Call Yore Mama

The late football coach Bear Bryant made a television commercial for the phone company in Alabama some years ago.  The script called for a very brief appearance by the Bear, who was to pick up a phone and simply say, “Call yore mama.”  When the camera rolled, he picked up the phone and said, “Call yore mama.”  Then he paused for a second and ad-libbed, “I wish I could call mine.”

The Bear offered to do it again and follow the script, but the folks from the phone company wouldn’t hear of it.  Perfect, they said.  And when the commercial played on television around Mother’s Day, the phone company did a record business.

Bear Bryant left his mama on the farm in Moro Bottom, Arkansas back during the Depression and went off to college with all his belongings in a paper sack.  He became a world-famous man, and by the time he retired, he was the winningest college football coach in history, with a fistful of national championships.

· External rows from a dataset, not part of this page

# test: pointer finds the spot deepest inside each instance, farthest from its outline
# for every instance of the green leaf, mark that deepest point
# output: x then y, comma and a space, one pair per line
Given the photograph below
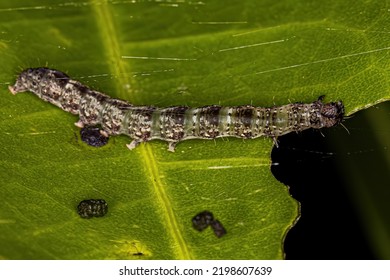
170, 53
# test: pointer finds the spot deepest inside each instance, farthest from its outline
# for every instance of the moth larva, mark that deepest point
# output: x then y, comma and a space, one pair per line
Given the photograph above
173, 124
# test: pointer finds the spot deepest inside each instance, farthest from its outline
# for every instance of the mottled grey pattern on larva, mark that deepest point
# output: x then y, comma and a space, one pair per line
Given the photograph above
173, 124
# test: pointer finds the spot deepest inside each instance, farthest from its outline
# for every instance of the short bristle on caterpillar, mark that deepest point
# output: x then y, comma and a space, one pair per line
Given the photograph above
173, 124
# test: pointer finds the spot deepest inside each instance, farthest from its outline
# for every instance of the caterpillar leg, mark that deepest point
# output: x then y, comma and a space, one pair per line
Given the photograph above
104, 133
79, 124
133, 144
172, 146
275, 139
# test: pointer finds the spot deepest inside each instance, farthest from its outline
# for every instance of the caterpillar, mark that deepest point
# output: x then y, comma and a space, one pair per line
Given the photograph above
92, 136
92, 208
173, 124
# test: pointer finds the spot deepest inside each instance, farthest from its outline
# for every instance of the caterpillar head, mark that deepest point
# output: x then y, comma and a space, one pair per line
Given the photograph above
50, 85
332, 113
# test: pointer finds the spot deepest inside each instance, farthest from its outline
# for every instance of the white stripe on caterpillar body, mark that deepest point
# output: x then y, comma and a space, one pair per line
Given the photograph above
173, 124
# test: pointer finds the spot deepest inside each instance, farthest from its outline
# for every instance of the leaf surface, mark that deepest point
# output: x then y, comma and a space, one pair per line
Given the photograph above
166, 53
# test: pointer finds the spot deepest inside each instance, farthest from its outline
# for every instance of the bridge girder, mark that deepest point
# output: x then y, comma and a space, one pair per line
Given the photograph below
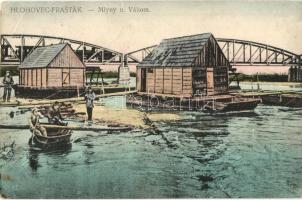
15, 47
243, 52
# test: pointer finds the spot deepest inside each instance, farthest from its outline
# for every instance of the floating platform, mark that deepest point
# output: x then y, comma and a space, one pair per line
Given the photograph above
69, 127
218, 103
278, 98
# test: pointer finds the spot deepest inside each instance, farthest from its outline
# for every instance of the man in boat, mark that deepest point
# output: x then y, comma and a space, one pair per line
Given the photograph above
7, 82
54, 114
89, 98
35, 123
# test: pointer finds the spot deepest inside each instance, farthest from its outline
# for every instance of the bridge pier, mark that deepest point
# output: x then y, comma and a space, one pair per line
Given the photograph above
295, 74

His name was synonymous with athletic excellence.  But he would always tell you that he rules he lived by were the ones he learned at home with his feet under his mama’s table.  He would always tell his players to perform on the field in a way that would make their mamas and daddys proud.  He figured if you could play on Saturday and look your mama in the eye on Sunday, you had done all right.

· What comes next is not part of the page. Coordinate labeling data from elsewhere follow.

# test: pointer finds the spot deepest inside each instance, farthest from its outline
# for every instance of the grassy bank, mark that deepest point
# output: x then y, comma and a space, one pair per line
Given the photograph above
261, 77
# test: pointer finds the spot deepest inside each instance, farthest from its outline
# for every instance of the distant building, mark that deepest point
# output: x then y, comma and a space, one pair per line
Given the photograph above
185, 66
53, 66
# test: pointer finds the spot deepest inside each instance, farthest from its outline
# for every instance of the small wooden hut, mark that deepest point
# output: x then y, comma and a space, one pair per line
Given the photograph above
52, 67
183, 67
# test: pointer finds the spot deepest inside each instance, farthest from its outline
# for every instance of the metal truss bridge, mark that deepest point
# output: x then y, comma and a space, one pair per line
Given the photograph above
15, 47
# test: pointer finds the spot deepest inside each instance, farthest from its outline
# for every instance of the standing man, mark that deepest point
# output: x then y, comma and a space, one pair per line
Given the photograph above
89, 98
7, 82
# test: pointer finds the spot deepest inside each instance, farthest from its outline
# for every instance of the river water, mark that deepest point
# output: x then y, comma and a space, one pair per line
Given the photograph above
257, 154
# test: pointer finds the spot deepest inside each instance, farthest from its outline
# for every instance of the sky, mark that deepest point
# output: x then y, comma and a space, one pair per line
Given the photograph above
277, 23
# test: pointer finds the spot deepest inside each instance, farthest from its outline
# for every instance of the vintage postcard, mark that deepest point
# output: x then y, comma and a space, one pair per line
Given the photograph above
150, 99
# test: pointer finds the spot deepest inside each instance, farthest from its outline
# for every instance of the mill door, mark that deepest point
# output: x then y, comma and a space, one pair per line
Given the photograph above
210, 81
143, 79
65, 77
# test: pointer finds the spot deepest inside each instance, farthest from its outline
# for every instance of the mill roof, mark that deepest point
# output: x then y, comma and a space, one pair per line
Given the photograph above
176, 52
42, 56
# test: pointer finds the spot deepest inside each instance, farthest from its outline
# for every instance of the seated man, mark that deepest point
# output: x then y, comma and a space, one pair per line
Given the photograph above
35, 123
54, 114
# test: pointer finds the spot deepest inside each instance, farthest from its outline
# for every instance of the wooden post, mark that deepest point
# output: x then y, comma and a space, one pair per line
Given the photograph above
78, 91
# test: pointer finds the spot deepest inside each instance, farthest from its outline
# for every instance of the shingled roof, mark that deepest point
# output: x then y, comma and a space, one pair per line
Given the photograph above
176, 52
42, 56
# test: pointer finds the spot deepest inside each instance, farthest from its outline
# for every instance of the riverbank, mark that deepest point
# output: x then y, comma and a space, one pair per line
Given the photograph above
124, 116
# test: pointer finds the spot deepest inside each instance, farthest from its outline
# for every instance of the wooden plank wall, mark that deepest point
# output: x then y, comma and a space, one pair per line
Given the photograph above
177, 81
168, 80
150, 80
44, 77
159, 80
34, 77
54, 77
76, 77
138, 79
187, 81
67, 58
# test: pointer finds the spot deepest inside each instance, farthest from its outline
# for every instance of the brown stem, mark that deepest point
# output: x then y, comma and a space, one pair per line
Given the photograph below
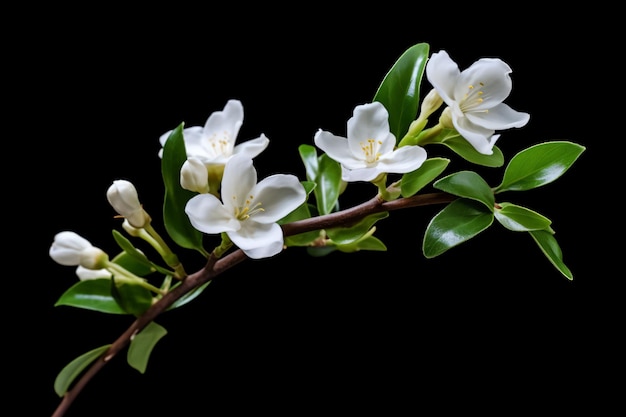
215, 267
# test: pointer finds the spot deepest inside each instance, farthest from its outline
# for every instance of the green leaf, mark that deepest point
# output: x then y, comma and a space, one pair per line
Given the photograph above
142, 344
347, 235
399, 91
308, 154
93, 294
465, 150
128, 247
414, 181
326, 174
175, 219
133, 298
539, 165
189, 296
458, 222
551, 249
467, 184
520, 219
132, 264
328, 182
73, 369
371, 243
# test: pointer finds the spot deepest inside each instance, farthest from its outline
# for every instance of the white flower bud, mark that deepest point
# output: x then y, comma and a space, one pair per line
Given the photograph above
71, 249
194, 176
122, 195
86, 274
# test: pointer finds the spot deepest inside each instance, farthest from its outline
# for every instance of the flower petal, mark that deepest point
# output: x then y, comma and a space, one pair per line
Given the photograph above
261, 240
207, 214
226, 122
336, 147
402, 160
499, 117
238, 181
253, 147
279, 195
369, 121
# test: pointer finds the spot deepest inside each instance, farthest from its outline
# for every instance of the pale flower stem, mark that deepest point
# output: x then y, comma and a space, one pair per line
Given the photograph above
124, 275
166, 253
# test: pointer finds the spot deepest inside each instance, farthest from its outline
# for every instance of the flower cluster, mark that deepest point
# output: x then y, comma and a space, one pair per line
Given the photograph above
212, 191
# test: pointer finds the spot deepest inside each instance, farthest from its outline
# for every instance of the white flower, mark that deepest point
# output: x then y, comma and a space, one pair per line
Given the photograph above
476, 97
214, 143
194, 176
71, 249
368, 149
122, 195
248, 212
87, 274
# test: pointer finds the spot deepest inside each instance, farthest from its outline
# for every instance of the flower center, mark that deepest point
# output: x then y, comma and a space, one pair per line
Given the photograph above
247, 210
221, 143
370, 150
473, 98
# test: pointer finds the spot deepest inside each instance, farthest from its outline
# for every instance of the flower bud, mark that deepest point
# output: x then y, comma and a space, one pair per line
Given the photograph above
194, 176
431, 102
122, 195
86, 274
446, 118
71, 249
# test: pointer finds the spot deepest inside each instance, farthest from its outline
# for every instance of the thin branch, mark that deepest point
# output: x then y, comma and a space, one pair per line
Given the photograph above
215, 267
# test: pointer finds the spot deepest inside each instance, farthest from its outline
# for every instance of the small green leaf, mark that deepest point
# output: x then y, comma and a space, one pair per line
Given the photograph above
142, 344
308, 154
414, 181
93, 294
175, 219
133, 298
467, 184
399, 91
539, 165
328, 182
465, 150
458, 222
520, 219
189, 296
551, 249
73, 369
371, 243
347, 235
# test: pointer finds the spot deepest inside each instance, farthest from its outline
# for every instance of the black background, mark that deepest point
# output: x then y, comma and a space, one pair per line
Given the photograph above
489, 325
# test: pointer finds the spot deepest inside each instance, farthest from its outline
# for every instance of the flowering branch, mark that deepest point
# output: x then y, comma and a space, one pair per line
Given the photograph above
212, 189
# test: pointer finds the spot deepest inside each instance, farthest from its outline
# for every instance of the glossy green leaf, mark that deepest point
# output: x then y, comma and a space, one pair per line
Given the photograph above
328, 182
191, 295
520, 219
308, 154
348, 235
133, 265
539, 165
326, 174
414, 181
551, 249
175, 219
465, 150
399, 91
458, 222
142, 344
370, 243
128, 248
92, 294
73, 369
467, 184
133, 298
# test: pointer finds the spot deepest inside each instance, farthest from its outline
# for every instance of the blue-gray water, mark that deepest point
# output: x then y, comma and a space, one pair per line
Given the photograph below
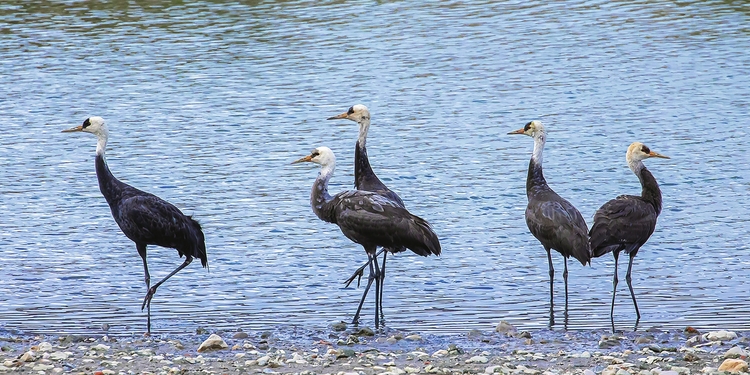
208, 103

I’ve always believed that if we’re lucky – and smart -- we don’t get too far from our raising.  There are lots of good mamas and daddys, and they send their children off into the world with qualities that last.  The first things kids want to do is to be independent, untie the apron strings, kick off the traces, make their own rules.  But oh, how often we find ourselves coming back to what we had to begin with.  Faced with difficult decisions, we wonder deep down inside what mama would say.  Could we look her in the eye on Sunday morning?

Bear Bryant had it right.  I think he called his mama long after she was gone.

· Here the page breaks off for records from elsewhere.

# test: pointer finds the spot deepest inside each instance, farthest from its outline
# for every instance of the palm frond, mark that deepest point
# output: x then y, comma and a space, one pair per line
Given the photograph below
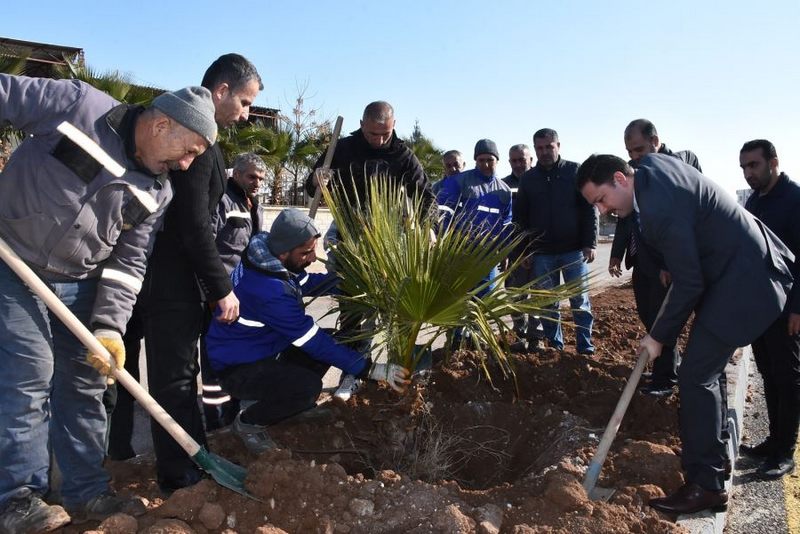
406, 273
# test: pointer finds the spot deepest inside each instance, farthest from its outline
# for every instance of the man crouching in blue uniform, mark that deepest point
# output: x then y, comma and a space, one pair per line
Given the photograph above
275, 355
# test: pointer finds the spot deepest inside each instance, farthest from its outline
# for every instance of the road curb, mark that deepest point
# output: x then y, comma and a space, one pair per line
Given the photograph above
738, 376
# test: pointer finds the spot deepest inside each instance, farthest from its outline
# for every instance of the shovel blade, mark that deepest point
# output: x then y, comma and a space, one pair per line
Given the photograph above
601, 494
224, 472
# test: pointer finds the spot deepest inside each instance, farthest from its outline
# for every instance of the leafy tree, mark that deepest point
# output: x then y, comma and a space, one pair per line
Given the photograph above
408, 275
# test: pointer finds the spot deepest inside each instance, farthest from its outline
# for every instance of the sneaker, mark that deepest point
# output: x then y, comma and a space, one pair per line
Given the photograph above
104, 505
255, 437
31, 514
762, 450
775, 468
347, 387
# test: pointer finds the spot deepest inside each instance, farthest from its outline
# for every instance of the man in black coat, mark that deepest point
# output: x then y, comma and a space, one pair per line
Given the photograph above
726, 266
641, 138
776, 201
372, 150
186, 274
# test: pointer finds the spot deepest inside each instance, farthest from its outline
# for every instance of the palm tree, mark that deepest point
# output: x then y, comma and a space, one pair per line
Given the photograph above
409, 275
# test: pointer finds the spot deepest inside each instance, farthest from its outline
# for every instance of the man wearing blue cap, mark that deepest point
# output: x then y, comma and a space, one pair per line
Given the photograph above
275, 355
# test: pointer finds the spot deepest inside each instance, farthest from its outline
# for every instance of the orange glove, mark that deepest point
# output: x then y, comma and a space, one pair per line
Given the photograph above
112, 341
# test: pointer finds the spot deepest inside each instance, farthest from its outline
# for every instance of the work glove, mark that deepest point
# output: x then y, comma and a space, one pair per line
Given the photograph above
395, 375
112, 341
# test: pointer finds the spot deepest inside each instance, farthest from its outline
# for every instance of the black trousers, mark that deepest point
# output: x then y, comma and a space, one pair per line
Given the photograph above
282, 386
777, 357
649, 294
704, 408
119, 402
171, 331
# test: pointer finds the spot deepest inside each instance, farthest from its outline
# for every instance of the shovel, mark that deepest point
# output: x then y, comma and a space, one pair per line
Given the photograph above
593, 472
326, 164
223, 471
226, 473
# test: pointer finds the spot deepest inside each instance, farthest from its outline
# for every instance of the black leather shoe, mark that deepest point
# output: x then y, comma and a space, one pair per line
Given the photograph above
775, 468
762, 450
690, 499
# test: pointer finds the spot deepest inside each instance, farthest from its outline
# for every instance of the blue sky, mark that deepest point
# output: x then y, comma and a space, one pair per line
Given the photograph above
710, 75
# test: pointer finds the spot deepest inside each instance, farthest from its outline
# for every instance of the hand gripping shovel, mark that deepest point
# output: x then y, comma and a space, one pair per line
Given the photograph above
593, 473
326, 164
223, 471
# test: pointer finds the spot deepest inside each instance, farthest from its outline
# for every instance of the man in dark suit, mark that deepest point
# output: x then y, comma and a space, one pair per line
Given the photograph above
726, 267
641, 138
776, 201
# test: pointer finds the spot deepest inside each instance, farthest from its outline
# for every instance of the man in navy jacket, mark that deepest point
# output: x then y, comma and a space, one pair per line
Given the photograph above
275, 354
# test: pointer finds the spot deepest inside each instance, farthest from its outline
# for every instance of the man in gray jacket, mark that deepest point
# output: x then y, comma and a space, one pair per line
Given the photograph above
86, 228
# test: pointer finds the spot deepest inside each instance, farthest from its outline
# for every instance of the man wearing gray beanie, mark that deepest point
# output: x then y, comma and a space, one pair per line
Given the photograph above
191, 107
477, 200
276, 354
186, 275
92, 185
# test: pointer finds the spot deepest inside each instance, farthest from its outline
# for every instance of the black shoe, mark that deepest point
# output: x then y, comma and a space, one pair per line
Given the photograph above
762, 450
657, 390
690, 499
31, 514
536, 345
774, 468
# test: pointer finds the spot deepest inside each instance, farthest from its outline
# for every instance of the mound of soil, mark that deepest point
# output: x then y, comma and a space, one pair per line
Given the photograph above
459, 453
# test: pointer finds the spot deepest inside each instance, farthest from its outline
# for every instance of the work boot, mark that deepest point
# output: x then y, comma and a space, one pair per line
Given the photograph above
347, 387
255, 437
31, 514
104, 505
762, 450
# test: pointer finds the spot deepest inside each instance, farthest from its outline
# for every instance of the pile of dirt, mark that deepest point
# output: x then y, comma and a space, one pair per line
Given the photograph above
459, 453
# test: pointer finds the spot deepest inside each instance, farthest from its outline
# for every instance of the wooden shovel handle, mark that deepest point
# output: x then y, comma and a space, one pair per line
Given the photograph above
593, 473
326, 164
90, 342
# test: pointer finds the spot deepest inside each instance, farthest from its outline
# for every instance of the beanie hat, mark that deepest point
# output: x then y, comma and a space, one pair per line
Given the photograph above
486, 146
291, 229
191, 107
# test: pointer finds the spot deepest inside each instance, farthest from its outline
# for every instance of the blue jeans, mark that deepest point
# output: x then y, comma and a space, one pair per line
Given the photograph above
572, 267
50, 397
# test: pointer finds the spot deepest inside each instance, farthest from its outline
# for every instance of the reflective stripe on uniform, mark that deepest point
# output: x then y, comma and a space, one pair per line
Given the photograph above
299, 342
237, 214
248, 322
128, 280
216, 401
144, 197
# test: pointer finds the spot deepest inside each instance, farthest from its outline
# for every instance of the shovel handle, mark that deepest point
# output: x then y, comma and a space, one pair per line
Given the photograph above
326, 164
593, 473
90, 342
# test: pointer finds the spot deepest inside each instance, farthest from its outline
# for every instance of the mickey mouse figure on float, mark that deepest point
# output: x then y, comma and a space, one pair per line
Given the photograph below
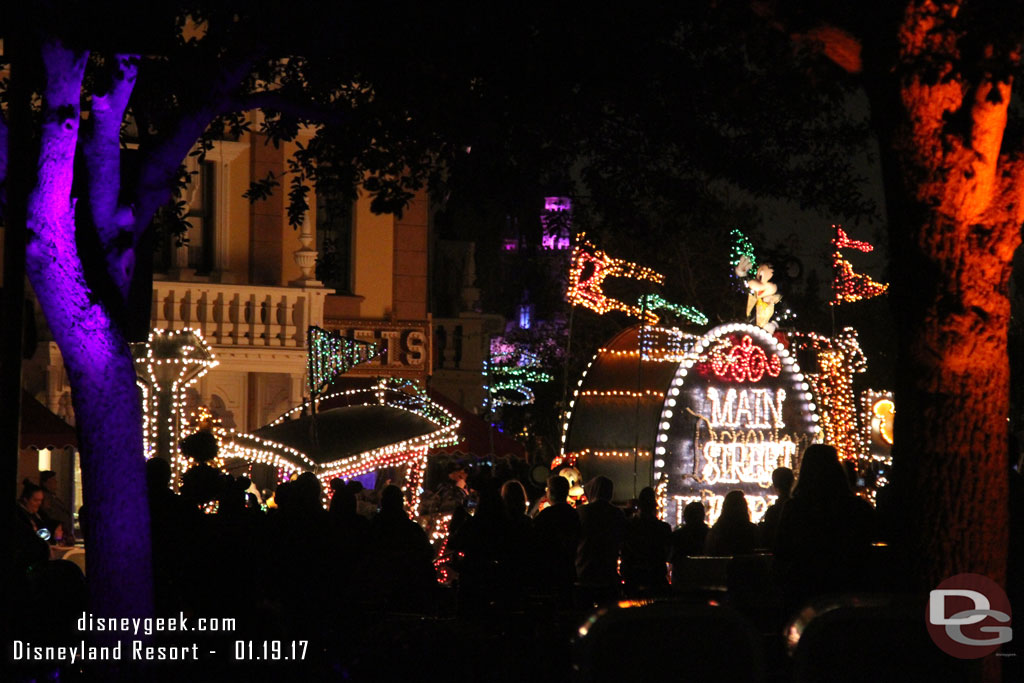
763, 293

The Girl He Couldn't Do Without

They’re honeymooning at the beach – our young friend and the girl he couldn’t do without.

It’s a piece of advice my mother gave me when I was single, dating this girl and that one, occasionally bringing one home to meet the parents.  “Marry the one you can’t do without,” Mother said, and I took her advice to heart.  When things began to look a trifle serious with a young lady, I would ask myself, “Could I do without this one?” In every case but the last one, I could.  Then I met Paulette.  We’ve been married for 46 years.  I couldn’t do without her back then, and I can’t now.

I suppose it’s a tough yardstick to use when you’re considering a relationship that could become a lifetime.  But as mother said, if you choose someone you could do without, the odds are you eventually will.  Better to be tough going in than tough coming out.  Better a broken heart when a relationship is in its infancy than when it’s over.

So Paulette and I joined the crowd of friends and family in a rural Baptist church in south Alabama last weekend to see John and Candy begin a life together.  The way they looked into each other’s eyes as they stood before the preacher and said their vows told us they’ve chosen the ones they can’t do without, and that bodes well for a long life together.

There are times in any marriage when things seem to be coming apart at the seams.  It’s easy to just walk away.  But if the person on the other side of the conflict is the one you just can’t do without, you’ll make the extra effort to work things out and keep the partnership together.

I thought about my mother’s advice a lot when I was writing my new novel The Governor’s Lady which comes out in September.  There’s a marriage at the heart of it, and there a point where Cooper and Pickett have to face the essential question: can they do without each other?

Every good story needs a dilemma at its heart.  How the characters respond to the dilemma tells us who they are and how the story unfolds.  How this one unfolds will have to wait for September.